After a few days of bumbling my way around the block at Angelica and Hernando’s apartment, I received a call from Adriana (Hernando and Nancy’s sister). She lives with her husband and daughter in a small town on the outskirts of Bogotá called Stone Bridge. She informed me that she was making a work trip to Piscilago (a water park/zoo in the valley) tomorrow and asked if I would like to tag along. Naturally, I jumped at the chance to go on a road trip. It is, after all, one of the main reasons I am in Colombia. The only obstacle? Getting there while leaving the apartment after 8.
The initial plan was for me to catch a regional bus out to Stone Bridge and Adri would meet me where the bus stops. However, at this point in time and late at night Angelica didn’t particularly have faith in my ability to get there via the bus so she decided for me that we would go by car (probably the right decision I might add). We jumped in the car and started making our way out. After about 10-15 minutes I was introduced to something that I can only describe as ubiquitous in Colombia, the peaje (toll station). I am not particularly sure as to how they decide how often they are placed along highways but it seems to be as you exit each municipality. Regardless, each of them ranges from about 9,000 to about 15,000 COP, which is about $4.50 – AUD 7.50. When you take into consideration how many of them there are it adds a considerable amount to travel costs.

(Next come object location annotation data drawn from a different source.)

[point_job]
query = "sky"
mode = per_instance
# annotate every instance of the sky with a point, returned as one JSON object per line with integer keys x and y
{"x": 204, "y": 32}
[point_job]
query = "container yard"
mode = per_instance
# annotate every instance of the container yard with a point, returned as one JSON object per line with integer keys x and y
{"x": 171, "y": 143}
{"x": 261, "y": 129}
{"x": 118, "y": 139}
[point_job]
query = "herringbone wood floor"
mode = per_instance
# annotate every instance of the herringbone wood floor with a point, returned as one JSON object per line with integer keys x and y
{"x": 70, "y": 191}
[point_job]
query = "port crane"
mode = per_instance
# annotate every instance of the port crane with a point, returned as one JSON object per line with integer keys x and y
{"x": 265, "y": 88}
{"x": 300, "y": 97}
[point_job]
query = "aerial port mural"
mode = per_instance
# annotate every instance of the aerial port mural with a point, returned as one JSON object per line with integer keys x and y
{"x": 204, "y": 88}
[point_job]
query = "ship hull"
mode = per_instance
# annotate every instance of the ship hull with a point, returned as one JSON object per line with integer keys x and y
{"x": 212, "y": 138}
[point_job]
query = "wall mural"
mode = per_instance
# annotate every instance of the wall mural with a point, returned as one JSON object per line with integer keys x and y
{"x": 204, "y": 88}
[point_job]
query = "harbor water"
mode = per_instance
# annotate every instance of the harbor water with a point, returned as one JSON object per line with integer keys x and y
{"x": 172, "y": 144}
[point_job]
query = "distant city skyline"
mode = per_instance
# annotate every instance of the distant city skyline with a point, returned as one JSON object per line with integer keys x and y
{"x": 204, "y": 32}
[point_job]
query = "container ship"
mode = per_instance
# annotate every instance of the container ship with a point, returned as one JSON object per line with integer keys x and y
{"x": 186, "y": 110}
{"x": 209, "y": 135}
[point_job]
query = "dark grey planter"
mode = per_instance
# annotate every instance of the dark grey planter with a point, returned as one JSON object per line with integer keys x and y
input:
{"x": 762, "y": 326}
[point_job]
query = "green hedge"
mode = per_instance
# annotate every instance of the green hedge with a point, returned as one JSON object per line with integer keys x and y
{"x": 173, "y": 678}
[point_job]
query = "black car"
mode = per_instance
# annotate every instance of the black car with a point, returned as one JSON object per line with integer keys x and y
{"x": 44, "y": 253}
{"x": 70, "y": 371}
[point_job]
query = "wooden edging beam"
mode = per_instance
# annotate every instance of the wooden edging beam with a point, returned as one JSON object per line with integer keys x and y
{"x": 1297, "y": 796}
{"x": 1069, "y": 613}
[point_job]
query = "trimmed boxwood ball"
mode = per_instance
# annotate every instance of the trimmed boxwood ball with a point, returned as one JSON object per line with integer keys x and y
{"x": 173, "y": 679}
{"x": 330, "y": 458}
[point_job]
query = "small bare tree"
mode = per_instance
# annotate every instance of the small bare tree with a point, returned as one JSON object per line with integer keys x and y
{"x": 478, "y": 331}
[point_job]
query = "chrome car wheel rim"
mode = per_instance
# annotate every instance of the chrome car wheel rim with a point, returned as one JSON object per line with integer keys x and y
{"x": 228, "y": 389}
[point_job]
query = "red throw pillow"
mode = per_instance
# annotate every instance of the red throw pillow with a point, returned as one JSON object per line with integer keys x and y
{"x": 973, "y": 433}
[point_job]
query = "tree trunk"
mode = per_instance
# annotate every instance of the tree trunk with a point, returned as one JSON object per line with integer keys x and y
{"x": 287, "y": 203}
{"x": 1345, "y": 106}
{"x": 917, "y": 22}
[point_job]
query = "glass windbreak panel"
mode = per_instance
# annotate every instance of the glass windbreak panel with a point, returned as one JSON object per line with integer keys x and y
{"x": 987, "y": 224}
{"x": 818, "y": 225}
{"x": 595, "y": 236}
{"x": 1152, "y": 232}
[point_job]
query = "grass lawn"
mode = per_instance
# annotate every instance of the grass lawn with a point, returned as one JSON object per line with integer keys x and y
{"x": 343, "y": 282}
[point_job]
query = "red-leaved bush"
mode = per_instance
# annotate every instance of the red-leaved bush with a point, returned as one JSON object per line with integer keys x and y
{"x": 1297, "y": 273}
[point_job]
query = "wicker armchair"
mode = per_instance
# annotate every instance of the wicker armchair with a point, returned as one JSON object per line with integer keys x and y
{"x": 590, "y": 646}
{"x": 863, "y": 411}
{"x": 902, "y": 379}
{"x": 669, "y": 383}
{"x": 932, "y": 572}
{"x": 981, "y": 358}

When we arrived at the small gated community that Adri’s house is part of and we were greeted by scenery reminiscent of the game silent hill or the Stephen King book/movie, The Mist. An eerie fog lingered around an evergreen encased field with a small dirt road piercing the centre towards the gate. Through the gate and around a few corners found us at the house and we were promptly greeted by two of the three dogs in residence, Lulu and Peppa (a golden retriever and an I have no idea). Inside I met Manuel and the third dog Merlina a British bulldog. I learned later that Manuel didn’t know that I was arriving, but you wouldn’t have known it given the greeting I received. After a quick chat, we all retired to get some rest for the big trip the next day, except for Angelica who had to drive back to Bogotá (she is an absolute legend).
In the morning we set off through a gauntlet of peajes. Literally like six or seven of them for a two-hour drive. Each of them cost somewhere between 8000 and 14000 COP (4 – 7 AUD), so the cost really adds up. Descending the winding and meandering road down the mountain saw the climate change within 30 – 60 minutes from a fresh 12 degrees to a humid 30. Shortly after we arrived at Piscilago and we met up with Francis, the park manager. The rapport he had with his staff was terrific, and he really seemed, to me, to be a guy most people would enjoy working with.

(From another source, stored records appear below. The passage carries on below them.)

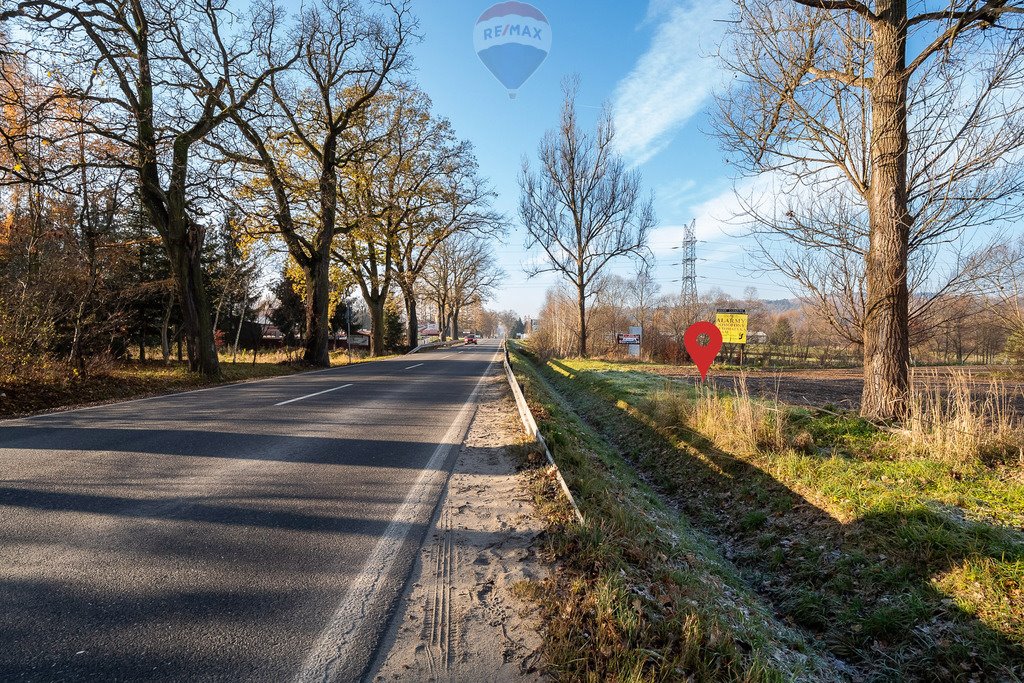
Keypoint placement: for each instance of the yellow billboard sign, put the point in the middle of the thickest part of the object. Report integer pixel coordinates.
(733, 326)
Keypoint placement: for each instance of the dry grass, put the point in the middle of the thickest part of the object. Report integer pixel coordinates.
(732, 420)
(949, 423)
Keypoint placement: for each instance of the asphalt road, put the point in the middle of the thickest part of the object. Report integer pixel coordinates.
(256, 531)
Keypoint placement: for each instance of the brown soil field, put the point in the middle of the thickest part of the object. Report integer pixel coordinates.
(843, 387)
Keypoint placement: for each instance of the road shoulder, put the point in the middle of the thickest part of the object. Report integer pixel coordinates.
(461, 617)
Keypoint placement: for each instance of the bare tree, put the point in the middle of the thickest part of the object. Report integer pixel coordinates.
(895, 153)
(296, 134)
(161, 77)
(584, 207)
(461, 273)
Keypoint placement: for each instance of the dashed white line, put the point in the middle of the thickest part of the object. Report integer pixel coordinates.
(310, 395)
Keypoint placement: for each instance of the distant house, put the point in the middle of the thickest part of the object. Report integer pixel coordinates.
(360, 339)
(271, 335)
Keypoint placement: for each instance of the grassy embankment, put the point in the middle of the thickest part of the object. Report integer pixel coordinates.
(898, 555)
(48, 386)
(640, 594)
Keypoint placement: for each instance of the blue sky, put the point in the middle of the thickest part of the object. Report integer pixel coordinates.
(651, 63)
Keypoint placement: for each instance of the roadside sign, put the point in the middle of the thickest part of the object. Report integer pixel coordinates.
(732, 323)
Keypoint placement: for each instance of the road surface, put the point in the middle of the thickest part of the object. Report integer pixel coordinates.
(254, 531)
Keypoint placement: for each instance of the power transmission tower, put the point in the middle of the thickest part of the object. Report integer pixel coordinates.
(689, 292)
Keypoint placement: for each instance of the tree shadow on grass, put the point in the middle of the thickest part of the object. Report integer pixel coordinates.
(865, 590)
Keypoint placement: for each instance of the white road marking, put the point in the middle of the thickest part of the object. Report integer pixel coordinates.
(310, 395)
(333, 649)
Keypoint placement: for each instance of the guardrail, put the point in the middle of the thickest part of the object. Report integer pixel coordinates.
(438, 344)
(529, 424)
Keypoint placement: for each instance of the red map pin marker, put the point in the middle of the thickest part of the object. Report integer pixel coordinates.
(702, 355)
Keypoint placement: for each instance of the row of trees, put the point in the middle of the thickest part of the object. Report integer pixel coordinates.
(157, 148)
(782, 334)
(886, 137)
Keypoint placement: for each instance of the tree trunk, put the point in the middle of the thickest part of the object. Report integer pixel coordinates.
(582, 301)
(376, 307)
(887, 350)
(317, 307)
(195, 305)
(165, 335)
(414, 323)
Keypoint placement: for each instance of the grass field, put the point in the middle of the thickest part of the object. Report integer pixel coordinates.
(889, 562)
(50, 387)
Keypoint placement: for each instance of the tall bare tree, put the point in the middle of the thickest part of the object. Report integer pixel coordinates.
(583, 207)
(296, 133)
(885, 154)
(462, 272)
(161, 77)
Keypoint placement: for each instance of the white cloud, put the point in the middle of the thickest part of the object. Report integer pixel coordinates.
(673, 80)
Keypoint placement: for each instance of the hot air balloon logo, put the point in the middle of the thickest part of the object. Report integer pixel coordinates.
(512, 39)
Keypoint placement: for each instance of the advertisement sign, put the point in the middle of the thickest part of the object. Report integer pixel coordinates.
(732, 323)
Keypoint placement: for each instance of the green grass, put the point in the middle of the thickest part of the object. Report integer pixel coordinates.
(904, 568)
(639, 594)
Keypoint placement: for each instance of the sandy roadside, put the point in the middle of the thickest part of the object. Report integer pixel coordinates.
(460, 619)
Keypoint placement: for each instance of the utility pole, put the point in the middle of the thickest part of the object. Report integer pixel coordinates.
(689, 280)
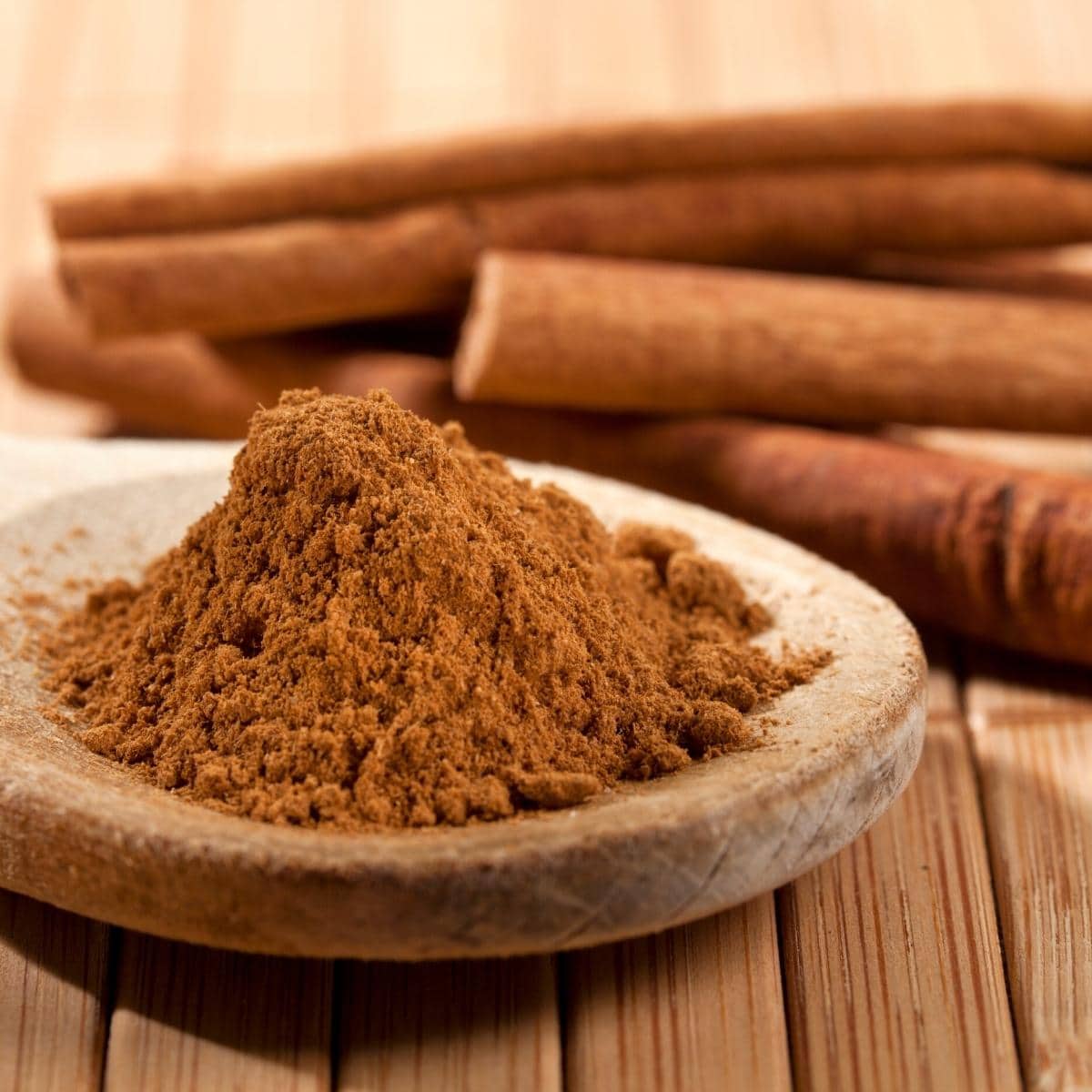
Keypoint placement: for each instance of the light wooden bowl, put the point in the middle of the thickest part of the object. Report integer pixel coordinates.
(88, 835)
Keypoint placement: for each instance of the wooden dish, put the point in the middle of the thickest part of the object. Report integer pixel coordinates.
(88, 835)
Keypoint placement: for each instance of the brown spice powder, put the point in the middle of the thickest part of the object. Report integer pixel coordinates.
(380, 625)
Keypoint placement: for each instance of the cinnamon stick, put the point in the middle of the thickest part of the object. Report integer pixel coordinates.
(1060, 273)
(184, 385)
(352, 185)
(999, 552)
(603, 334)
(298, 273)
(278, 277)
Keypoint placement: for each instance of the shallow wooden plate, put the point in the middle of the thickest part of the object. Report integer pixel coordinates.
(88, 835)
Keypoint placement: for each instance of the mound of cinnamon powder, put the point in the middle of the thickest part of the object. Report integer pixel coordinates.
(380, 625)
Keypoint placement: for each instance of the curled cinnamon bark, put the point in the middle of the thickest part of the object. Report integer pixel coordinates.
(999, 552)
(277, 277)
(1057, 131)
(1059, 273)
(555, 330)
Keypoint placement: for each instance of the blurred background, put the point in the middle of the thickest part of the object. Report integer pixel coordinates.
(96, 90)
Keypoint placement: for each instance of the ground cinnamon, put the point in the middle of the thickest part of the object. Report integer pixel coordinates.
(495, 162)
(379, 625)
(557, 330)
(261, 278)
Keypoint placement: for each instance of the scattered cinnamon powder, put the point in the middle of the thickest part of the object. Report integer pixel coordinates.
(380, 625)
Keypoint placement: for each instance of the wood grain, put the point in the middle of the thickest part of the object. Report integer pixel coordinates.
(694, 1009)
(462, 1026)
(201, 1020)
(893, 966)
(1032, 738)
(53, 997)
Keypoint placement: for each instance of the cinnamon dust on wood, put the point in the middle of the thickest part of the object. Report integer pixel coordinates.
(380, 625)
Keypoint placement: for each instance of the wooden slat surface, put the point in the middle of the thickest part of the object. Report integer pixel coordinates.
(1032, 737)
(894, 971)
(694, 1009)
(53, 997)
(470, 1026)
(199, 1020)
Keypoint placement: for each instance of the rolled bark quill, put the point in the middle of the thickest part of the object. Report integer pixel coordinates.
(257, 279)
(584, 333)
(1062, 273)
(277, 277)
(1009, 128)
(998, 552)
(183, 385)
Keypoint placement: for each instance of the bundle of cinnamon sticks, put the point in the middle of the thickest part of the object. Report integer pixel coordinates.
(614, 298)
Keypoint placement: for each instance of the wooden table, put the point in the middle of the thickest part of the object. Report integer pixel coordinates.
(949, 948)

For the next few hours, I had free reign of the park while Adri conducted some professional development with the staff. The park consisted of a zoo section and a waterslide section (similar to wet and wild on the Gold Coast in Australia). The two things that surprised me walking through the zoo. Firstly, there were sections of bird cages where you get to actually go inside with the birds which were really cool because you could get up close and really see the beauty of the birds. Secondly, there were a few Australian birds (budgerigars and cockatiels) listed as exotic species, which gave me a good giggle.

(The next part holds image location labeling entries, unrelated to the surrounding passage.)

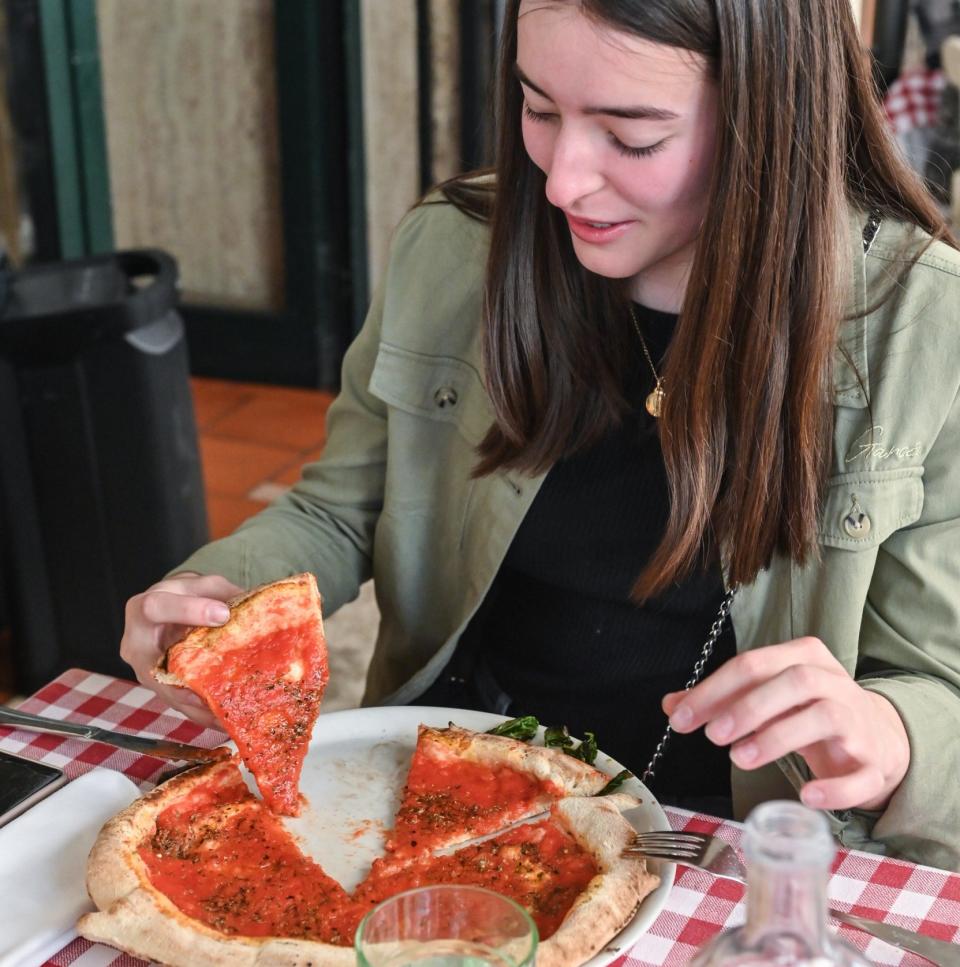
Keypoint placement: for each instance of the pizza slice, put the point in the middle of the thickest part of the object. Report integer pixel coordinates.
(464, 784)
(567, 871)
(263, 674)
(200, 871)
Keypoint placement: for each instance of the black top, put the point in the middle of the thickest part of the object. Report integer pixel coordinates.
(558, 632)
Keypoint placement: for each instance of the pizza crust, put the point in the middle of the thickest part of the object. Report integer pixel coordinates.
(245, 621)
(611, 898)
(135, 917)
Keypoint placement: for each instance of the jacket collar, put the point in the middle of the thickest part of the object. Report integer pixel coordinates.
(851, 384)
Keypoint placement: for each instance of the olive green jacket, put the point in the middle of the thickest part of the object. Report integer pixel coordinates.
(392, 498)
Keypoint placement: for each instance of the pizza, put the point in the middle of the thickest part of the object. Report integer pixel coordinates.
(463, 784)
(263, 674)
(201, 871)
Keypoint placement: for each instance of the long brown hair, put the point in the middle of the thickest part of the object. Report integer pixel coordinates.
(746, 431)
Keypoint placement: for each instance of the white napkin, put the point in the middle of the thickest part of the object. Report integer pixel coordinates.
(43, 862)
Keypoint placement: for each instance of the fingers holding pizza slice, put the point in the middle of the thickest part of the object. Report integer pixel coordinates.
(263, 674)
(201, 870)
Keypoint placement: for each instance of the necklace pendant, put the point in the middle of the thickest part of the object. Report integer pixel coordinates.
(654, 402)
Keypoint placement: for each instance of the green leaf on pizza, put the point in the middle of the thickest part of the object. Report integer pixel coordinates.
(557, 736)
(616, 782)
(586, 750)
(523, 728)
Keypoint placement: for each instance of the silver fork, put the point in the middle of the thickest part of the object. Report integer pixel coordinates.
(692, 849)
(718, 858)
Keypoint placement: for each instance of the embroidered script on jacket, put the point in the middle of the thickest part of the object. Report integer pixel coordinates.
(868, 444)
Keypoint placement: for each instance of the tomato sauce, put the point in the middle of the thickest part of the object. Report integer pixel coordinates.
(268, 694)
(445, 796)
(236, 869)
(538, 865)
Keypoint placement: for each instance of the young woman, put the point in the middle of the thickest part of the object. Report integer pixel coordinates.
(692, 343)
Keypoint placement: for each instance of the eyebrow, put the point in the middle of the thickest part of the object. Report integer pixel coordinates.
(643, 112)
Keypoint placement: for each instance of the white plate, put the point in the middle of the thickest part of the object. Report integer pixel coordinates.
(353, 777)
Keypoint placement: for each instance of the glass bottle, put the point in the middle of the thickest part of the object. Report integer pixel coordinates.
(788, 849)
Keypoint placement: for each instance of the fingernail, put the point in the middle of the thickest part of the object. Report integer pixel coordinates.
(682, 717)
(217, 614)
(746, 753)
(721, 728)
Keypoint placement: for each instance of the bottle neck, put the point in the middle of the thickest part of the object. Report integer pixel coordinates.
(792, 900)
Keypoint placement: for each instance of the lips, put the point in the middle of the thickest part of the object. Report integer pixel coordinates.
(595, 231)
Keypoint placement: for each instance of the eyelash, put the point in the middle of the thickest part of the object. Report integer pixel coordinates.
(625, 150)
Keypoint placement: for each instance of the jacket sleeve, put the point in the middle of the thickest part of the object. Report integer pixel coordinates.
(326, 522)
(910, 654)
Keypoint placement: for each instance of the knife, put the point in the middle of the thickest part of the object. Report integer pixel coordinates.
(161, 748)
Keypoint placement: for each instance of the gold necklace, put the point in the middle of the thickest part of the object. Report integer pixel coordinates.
(654, 402)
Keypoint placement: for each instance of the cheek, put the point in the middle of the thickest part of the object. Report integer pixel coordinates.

After the zoo, I had a crack at a few of the slides (where the lines weren’t too long). I later learned that I was there on a really quiet day. Only about 1800 people in the park compared to the 15000 or so that they routinely get through the gates on the weekend (miss me with that). After a few times through I met up with Adri and we had lunch and began the reverse peaje gauntlet.
Back at Adri and Manuel’s place I had the pleasure of meeting Hernando, Nancy and Adri’s uncle, Carlos. He was a wonderful and slightly eccentric man who I got along with like a house on fire. As a Colombian diplomat, he had recently found out that he was being posted to Puerto Rico and was storing some furniture at Adri’s. He had also served as the diplomat to Australia, twice. We all ate a couple enormous pizzas for dinner (around 45cm in diameter) which were fantastic. All the while Carlos was drilling me with Spanish, which, sadly, I was/still am in need of.
The next day was Adri’s birthday, and Hernando and Angelica joined us for the celebrations. Here I got to taste my first empanada (they are amazing, money to be made in Australia with these bad boys) and for dessert, a chocolate cake called tres leches (three milks). I guiltily went back for a second piece of that one.
During the whole time, I have spent with these guys they have really made me feel part of the family and incredibly welcome. Which, for the somewhat of a complete stranger that I am to them, is quite amazing and a testament to the generosity of Colombian people. We left earlyish because the next day Hernando, Angelica and I were going for a trip higher up another mountain to La Finca.